January 28, 1986
The Launch.
At 11:30 a.m., the temperature was still a low 38 degrees—thirteen degrees below the coldest temperature at which a Shuttle had previously been launched. The crew's family members were assembled on a roof at Cape Canaveral to watch the launch. Recalling the day, Cheryl McNair, wife of Mission Specialist Ron McNair, said, "I still didn't believe they'd launch. It was just too cold." Christa McAuliffe's mother, Grace Corrigan, remembered, "Everybody was discussing the cold and how were they going to launch in this weather? We were all nervous. We were all talking about it."
Commander Dick Scobee had called his wife, June, that morning. When she asked him if the Shuttle could launch in spite of the icicles hanging from it, he told her, "Yes, they showed us pictures of the rockets blasting off in snow. They said it was safe." From her memoir, Silver Linings, June Scobee Rodgers recalls the launch:
"We watched in silence as our loved ones climbed the sky sunward. Their craft from the distance seemed to sit atop a great flume of smoke. The floor shook with the sheer raw power of the millions of pounds of thrust. Dick had described the sensation of that part of the ride as a thunderous, runaway freight train. I imagined Dick in his ever-so-calm, matter-of-fact, take-charge mode. I imagined Christa in her excitement, nervously waiting for the solid-rocket boosters (SRBs) to separate, the engines to cut off, and the buoyant lift of weightlessness to signal their safe arrival into earth orbit."
73 seconds later, at an altitude of 48,000 feet, the right solid-fuel rocket booster, which was leaking flame from one of its joints, broke loose and slammed into the external tank. The Challenger Space Shuttle exploded and spun wildly out of sight.
The tragic moments are recounted in Silver Linings: "The unspeakable happened.
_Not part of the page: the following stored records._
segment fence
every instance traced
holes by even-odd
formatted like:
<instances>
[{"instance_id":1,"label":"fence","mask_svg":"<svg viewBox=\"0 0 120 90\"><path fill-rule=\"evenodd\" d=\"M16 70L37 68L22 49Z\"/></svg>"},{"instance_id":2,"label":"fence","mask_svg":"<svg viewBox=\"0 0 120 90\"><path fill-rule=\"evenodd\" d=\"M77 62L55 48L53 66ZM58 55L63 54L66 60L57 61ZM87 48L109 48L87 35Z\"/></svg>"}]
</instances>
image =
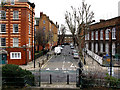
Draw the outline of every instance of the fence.
<instances>
[{"instance_id":1,"label":"fence","mask_svg":"<svg viewBox=\"0 0 120 90\"><path fill-rule=\"evenodd\" d=\"M100 65L103 64L102 57L98 56L94 52L87 49L87 54L89 54L94 60L96 60Z\"/></svg>"},{"instance_id":2,"label":"fence","mask_svg":"<svg viewBox=\"0 0 120 90\"><path fill-rule=\"evenodd\" d=\"M24 87L26 85L34 86L34 77L2 77L2 87Z\"/></svg>"},{"instance_id":3,"label":"fence","mask_svg":"<svg viewBox=\"0 0 120 90\"><path fill-rule=\"evenodd\" d=\"M74 70L40 70L32 71L35 76L35 85L41 83L76 83L76 71Z\"/></svg>"},{"instance_id":4,"label":"fence","mask_svg":"<svg viewBox=\"0 0 120 90\"><path fill-rule=\"evenodd\" d=\"M120 89L120 81L115 80L106 80L106 79L91 79L91 78L82 78L81 83L83 88L88 87L111 87Z\"/></svg>"}]
</instances>

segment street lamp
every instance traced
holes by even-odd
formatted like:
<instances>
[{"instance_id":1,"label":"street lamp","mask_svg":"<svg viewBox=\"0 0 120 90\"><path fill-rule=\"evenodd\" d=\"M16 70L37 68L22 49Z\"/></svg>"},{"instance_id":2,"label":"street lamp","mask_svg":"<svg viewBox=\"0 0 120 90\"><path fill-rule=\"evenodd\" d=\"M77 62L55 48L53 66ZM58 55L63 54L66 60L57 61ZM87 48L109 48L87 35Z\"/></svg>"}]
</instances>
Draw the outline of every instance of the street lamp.
<instances>
[{"instance_id":1,"label":"street lamp","mask_svg":"<svg viewBox=\"0 0 120 90\"><path fill-rule=\"evenodd\" d=\"M33 9L35 8L35 4L30 2L27 3L32 7L32 61L34 60L34 68L35 68L35 31L34 31L34 54L33 54Z\"/></svg>"}]
</instances>

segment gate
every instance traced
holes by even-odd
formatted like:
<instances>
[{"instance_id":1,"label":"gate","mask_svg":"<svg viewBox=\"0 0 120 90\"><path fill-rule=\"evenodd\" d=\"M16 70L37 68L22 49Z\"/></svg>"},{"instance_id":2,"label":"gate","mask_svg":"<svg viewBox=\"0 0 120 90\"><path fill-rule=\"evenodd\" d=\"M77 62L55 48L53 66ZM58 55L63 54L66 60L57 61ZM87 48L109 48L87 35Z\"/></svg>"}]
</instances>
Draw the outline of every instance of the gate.
<instances>
[{"instance_id":1,"label":"gate","mask_svg":"<svg viewBox=\"0 0 120 90\"><path fill-rule=\"evenodd\" d=\"M7 64L7 54L0 54L0 64Z\"/></svg>"},{"instance_id":2,"label":"gate","mask_svg":"<svg viewBox=\"0 0 120 90\"><path fill-rule=\"evenodd\" d=\"M76 70L38 70L32 71L35 85L41 84L76 84L78 72Z\"/></svg>"}]
</instances>

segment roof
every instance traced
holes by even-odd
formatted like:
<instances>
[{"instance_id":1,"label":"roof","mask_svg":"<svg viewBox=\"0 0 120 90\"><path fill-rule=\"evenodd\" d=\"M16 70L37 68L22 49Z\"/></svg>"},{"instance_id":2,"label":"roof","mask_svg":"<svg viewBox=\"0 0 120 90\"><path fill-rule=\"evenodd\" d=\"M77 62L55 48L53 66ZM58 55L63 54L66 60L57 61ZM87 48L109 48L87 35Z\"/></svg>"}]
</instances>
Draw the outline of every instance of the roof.
<instances>
[{"instance_id":1,"label":"roof","mask_svg":"<svg viewBox=\"0 0 120 90\"><path fill-rule=\"evenodd\" d=\"M19 0L18 2L28 2L29 0Z\"/></svg>"}]
</instances>

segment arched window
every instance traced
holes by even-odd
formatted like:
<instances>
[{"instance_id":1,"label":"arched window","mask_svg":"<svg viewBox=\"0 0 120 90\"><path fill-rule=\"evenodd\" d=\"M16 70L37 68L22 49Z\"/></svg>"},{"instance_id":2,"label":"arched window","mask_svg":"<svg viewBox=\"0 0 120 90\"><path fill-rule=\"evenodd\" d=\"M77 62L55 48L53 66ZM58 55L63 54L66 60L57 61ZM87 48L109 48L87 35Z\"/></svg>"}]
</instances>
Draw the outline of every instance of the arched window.
<instances>
[{"instance_id":1,"label":"arched window","mask_svg":"<svg viewBox=\"0 0 120 90\"><path fill-rule=\"evenodd\" d=\"M92 45L91 45L91 51L93 51L94 52L94 43L91 43Z\"/></svg>"},{"instance_id":2,"label":"arched window","mask_svg":"<svg viewBox=\"0 0 120 90\"><path fill-rule=\"evenodd\" d=\"M89 47L89 45L88 45L88 43L86 43L86 49L88 49L88 47Z\"/></svg>"},{"instance_id":3,"label":"arched window","mask_svg":"<svg viewBox=\"0 0 120 90\"><path fill-rule=\"evenodd\" d=\"M100 52L103 52L103 43L100 43Z\"/></svg>"},{"instance_id":4,"label":"arched window","mask_svg":"<svg viewBox=\"0 0 120 90\"><path fill-rule=\"evenodd\" d=\"M100 31L100 40L103 40L103 30Z\"/></svg>"},{"instance_id":5,"label":"arched window","mask_svg":"<svg viewBox=\"0 0 120 90\"><path fill-rule=\"evenodd\" d=\"M95 45L95 52L98 53L98 43Z\"/></svg>"},{"instance_id":6,"label":"arched window","mask_svg":"<svg viewBox=\"0 0 120 90\"><path fill-rule=\"evenodd\" d=\"M108 43L105 44L105 52L106 52L106 54L109 54L109 45L108 45Z\"/></svg>"},{"instance_id":7,"label":"arched window","mask_svg":"<svg viewBox=\"0 0 120 90\"><path fill-rule=\"evenodd\" d=\"M94 40L94 32L91 32L91 40Z\"/></svg>"},{"instance_id":8,"label":"arched window","mask_svg":"<svg viewBox=\"0 0 120 90\"><path fill-rule=\"evenodd\" d=\"M116 29L112 29L112 39L116 39Z\"/></svg>"},{"instance_id":9,"label":"arched window","mask_svg":"<svg viewBox=\"0 0 120 90\"><path fill-rule=\"evenodd\" d=\"M105 32L106 40L109 40L109 30L110 30L110 29L107 29L106 32Z\"/></svg>"}]
</instances>

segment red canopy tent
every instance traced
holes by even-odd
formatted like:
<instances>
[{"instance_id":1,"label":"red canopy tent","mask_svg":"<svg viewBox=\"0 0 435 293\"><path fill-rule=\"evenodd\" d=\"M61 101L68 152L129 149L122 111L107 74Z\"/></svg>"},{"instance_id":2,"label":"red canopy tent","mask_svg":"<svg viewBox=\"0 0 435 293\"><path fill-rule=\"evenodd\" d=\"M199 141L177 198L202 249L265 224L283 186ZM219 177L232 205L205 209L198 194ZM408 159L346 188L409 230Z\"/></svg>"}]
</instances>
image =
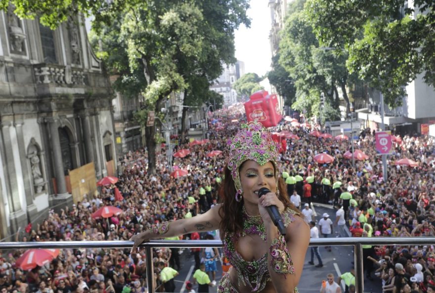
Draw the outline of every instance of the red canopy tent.
<instances>
[{"instance_id":1,"label":"red canopy tent","mask_svg":"<svg viewBox=\"0 0 435 293\"><path fill-rule=\"evenodd\" d=\"M394 163L394 165L409 166L409 167L417 167L418 166L418 163L410 159L405 158L404 159L400 159L400 160L396 161L396 162Z\"/></svg>"}]
</instances>

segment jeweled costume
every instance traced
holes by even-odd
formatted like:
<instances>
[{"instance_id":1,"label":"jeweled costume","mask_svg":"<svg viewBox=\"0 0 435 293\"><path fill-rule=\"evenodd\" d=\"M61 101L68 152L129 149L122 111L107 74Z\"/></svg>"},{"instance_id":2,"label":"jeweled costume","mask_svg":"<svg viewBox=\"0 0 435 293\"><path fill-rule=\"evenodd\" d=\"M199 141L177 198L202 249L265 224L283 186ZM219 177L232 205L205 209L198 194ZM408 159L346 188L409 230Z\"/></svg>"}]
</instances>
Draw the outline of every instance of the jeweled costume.
<instances>
[{"instance_id":1,"label":"jeweled costume","mask_svg":"<svg viewBox=\"0 0 435 293\"><path fill-rule=\"evenodd\" d=\"M247 160L253 160L261 165L271 162L275 169L277 186L280 174L276 163L278 148L272 140L270 134L265 131L261 123L255 121L242 125L242 129L233 140L228 140L227 145L230 151L227 165L234 181L236 200L240 201L241 200L243 192L239 168ZM285 277L287 274L295 273L293 263L282 235L273 240L269 251L259 259L247 261L243 259L235 248L239 239L247 235L257 235L265 242L266 236L261 216L248 215L244 207L242 208L242 212L243 230L236 233L227 233L223 240L224 253L233 268L221 279L218 288L219 293L241 293L237 291L230 280L229 273L232 269L237 272L238 286L239 287L242 285L247 286L251 292L254 293L261 292L265 287L266 283L271 280L268 269L269 264L274 272L283 274ZM296 213L289 208L281 213L285 227L294 221L294 216ZM267 253L271 254L272 260L270 264L267 263ZM297 292L297 289L295 289L295 293Z\"/></svg>"}]
</instances>

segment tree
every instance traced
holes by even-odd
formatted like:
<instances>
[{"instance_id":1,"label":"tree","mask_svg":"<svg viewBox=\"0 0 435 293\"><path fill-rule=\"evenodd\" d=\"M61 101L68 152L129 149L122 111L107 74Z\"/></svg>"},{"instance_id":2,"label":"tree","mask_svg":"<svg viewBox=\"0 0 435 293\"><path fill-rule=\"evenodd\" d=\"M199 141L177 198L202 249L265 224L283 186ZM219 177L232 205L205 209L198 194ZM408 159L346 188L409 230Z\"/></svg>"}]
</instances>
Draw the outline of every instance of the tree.
<instances>
[{"instance_id":1,"label":"tree","mask_svg":"<svg viewBox=\"0 0 435 293\"><path fill-rule=\"evenodd\" d=\"M146 81L142 84L144 87L138 88L144 98L144 108L135 114L143 126L148 112L152 110L158 115L165 99L173 92L185 91L186 103L200 102L197 95L190 99L189 93L207 92L208 81L221 72L221 60L234 60L234 30L242 22L249 25L242 9L247 4L236 0L214 5L207 5L210 4L208 2L138 2L121 13L122 24L117 42L103 42L108 45L105 53L108 60L119 59L112 55L125 47L127 58L124 61L128 61L130 72L120 75L119 84L127 85L125 80L144 78ZM110 19L116 19L120 14L112 14ZM214 17L209 17L211 14ZM105 31L113 30L113 25L112 23L108 27L97 27L95 33L104 40ZM117 71L119 67L124 68L122 62L112 65ZM154 126L145 127L150 173L155 171L156 135Z\"/></svg>"},{"instance_id":2,"label":"tree","mask_svg":"<svg viewBox=\"0 0 435 293\"><path fill-rule=\"evenodd\" d=\"M321 46L348 49L349 71L381 91L392 107L417 74L435 85L435 1L408 3L309 0L306 5Z\"/></svg>"},{"instance_id":3,"label":"tree","mask_svg":"<svg viewBox=\"0 0 435 293\"><path fill-rule=\"evenodd\" d=\"M245 99L257 91L264 89L260 84L262 80L257 73L247 73L233 84L233 88Z\"/></svg>"},{"instance_id":4,"label":"tree","mask_svg":"<svg viewBox=\"0 0 435 293\"><path fill-rule=\"evenodd\" d=\"M279 53L272 57L272 70L267 73L269 82L276 89L276 92L284 98L284 104L291 106L296 100L295 82L289 73L279 64Z\"/></svg>"}]
</instances>

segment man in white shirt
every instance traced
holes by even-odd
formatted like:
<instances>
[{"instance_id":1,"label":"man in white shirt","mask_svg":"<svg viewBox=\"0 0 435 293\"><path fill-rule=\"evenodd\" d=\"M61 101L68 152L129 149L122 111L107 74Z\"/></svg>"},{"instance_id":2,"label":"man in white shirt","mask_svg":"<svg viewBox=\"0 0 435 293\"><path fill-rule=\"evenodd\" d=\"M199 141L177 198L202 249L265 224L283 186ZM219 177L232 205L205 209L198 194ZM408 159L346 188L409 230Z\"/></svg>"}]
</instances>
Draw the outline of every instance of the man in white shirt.
<instances>
[{"instance_id":1,"label":"man in white shirt","mask_svg":"<svg viewBox=\"0 0 435 293\"><path fill-rule=\"evenodd\" d=\"M311 221L314 220L314 217L313 217L314 213L313 212L312 210L309 208L309 204L308 203L305 204L304 208L302 210L302 213L305 216L304 219L305 220L305 221L307 223L309 224Z\"/></svg>"},{"instance_id":2,"label":"man in white shirt","mask_svg":"<svg viewBox=\"0 0 435 293\"><path fill-rule=\"evenodd\" d=\"M327 281L320 287L320 293L342 293L340 285L334 281L334 275L328 274L326 278Z\"/></svg>"},{"instance_id":3,"label":"man in white shirt","mask_svg":"<svg viewBox=\"0 0 435 293\"><path fill-rule=\"evenodd\" d=\"M293 191L293 194L290 196L290 201L298 208L301 207L301 195L298 194L296 190Z\"/></svg>"},{"instance_id":4,"label":"man in white shirt","mask_svg":"<svg viewBox=\"0 0 435 293\"><path fill-rule=\"evenodd\" d=\"M338 227L339 234L340 237L347 237L348 234L345 228L346 225L346 220L345 219L345 210L341 207L335 213L335 226Z\"/></svg>"},{"instance_id":5,"label":"man in white shirt","mask_svg":"<svg viewBox=\"0 0 435 293\"><path fill-rule=\"evenodd\" d=\"M324 213L323 218L319 221L319 226L320 227L320 232L323 237L327 238L332 234L332 221L329 218L329 215L327 213ZM330 246L325 246L325 248L331 251Z\"/></svg>"},{"instance_id":6,"label":"man in white shirt","mask_svg":"<svg viewBox=\"0 0 435 293\"><path fill-rule=\"evenodd\" d=\"M316 223L314 221L310 221L309 223L310 228L310 237L311 238L319 238L319 229L316 227ZM319 246L312 246L310 247L311 250L311 260L308 262L308 263L311 265L314 264L314 254L319 261L319 263L316 266L316 268L321 268L323 266L323 262L322 261L322 258L320 257L320 254L319 253Z\"/></svg>"}]
</instances>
Standing there together, watching with all the world, we saw the Shuttle rip apart. The SRBs went screaming off on their own separate paths, and the orbiter with our loved ones exploded in the cold blue sky, and like our hearts, it shattered into a million pieces."
Cheryl McNair remembers watching the lift-off: "The Shuttle went straight up. It turned down. I didn't know what had happened. I just knew something was wrong."